Deux mille villas coloniales françaises
À côté de ces bâtiments dont beaucoup avaient une fonction administrative ou du moins communautaire, sont apparues de nombreuses villas de familles françaises le long des rues Trân Hung Dao, Ly Thuong Kiêt, Hai Bà Trung, Diên Biên Phu, Lê Hông Phong, Phan Dinh Phùng... Un quartier français a ainsi vu le jour, avec des maisons (2.000 selon les estimations) aux styles très variés, à l’instar des styles traditionnels des diverses régions françaises. Sans oublier des établissements d’enseignement comme le lycée d’Albert Saraut, les écoles Phan Dinh Phùng, Trân Phu, Chu Van An.

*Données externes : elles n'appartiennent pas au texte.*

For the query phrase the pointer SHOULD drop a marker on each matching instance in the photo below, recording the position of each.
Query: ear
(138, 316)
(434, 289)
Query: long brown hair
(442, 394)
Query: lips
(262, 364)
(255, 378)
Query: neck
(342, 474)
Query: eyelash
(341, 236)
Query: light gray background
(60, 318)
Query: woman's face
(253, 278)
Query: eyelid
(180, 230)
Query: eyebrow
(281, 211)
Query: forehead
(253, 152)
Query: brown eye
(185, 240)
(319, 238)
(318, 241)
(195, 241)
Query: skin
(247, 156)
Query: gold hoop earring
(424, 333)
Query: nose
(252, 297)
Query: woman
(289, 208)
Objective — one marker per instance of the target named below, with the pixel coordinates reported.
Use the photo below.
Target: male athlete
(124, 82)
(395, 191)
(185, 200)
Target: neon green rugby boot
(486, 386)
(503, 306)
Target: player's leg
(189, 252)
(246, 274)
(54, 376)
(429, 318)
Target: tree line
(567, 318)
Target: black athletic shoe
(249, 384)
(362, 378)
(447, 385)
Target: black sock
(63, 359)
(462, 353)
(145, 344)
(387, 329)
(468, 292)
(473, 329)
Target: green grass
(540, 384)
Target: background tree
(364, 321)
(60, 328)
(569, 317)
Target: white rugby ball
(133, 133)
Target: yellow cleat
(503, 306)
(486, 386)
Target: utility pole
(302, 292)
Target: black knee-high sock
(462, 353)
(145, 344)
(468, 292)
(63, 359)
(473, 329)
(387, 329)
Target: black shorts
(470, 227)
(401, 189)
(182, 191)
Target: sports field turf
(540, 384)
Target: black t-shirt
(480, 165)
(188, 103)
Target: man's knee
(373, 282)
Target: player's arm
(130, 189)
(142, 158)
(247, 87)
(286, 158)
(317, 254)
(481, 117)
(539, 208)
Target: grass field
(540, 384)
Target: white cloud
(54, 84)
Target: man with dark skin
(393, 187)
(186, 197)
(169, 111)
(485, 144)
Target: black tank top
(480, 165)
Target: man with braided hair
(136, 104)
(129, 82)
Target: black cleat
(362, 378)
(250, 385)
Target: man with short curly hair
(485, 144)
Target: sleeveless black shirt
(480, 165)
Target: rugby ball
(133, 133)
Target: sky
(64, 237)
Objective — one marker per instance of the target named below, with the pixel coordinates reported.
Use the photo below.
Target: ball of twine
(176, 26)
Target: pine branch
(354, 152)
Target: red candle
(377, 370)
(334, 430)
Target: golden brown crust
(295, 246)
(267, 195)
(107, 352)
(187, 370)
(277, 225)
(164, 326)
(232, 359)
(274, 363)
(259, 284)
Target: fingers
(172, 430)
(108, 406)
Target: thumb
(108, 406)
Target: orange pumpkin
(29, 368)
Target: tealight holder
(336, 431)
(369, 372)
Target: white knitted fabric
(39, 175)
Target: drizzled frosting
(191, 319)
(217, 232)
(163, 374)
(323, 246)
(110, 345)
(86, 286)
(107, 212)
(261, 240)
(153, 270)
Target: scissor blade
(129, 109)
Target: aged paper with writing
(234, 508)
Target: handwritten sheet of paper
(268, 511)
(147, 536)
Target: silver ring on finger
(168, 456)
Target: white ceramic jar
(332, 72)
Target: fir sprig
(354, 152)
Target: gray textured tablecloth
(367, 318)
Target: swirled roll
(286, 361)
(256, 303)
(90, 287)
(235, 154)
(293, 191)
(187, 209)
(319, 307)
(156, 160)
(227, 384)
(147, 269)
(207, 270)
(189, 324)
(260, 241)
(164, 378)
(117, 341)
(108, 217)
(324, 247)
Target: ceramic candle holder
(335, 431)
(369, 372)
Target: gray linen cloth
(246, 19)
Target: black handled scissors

Ces constructions françaises font partie désormais du patrimoine architectural de la capitale. On peut saluer au passage les autorités vietnamiennes qui auraient pu choisir de faire table rase du passé et de raser toutes ces habitations symboles de 80 ans de présence et domination françaises, mais qui ont préféré au contraire les conserver «dans leur jus».
Beaucoup d’entre elles ont été le théâtre d’événements historiques de la Révolution vietnamienne, et sont devenues des vestiges historiques. On peut citer la Résidence du gouverneur général, la Résidence du gouverneur du Nord, la Banque de l’Indochine, la villa au 90, rue Tho Nhuôm, celle au 101, rue Trân Hung Dao.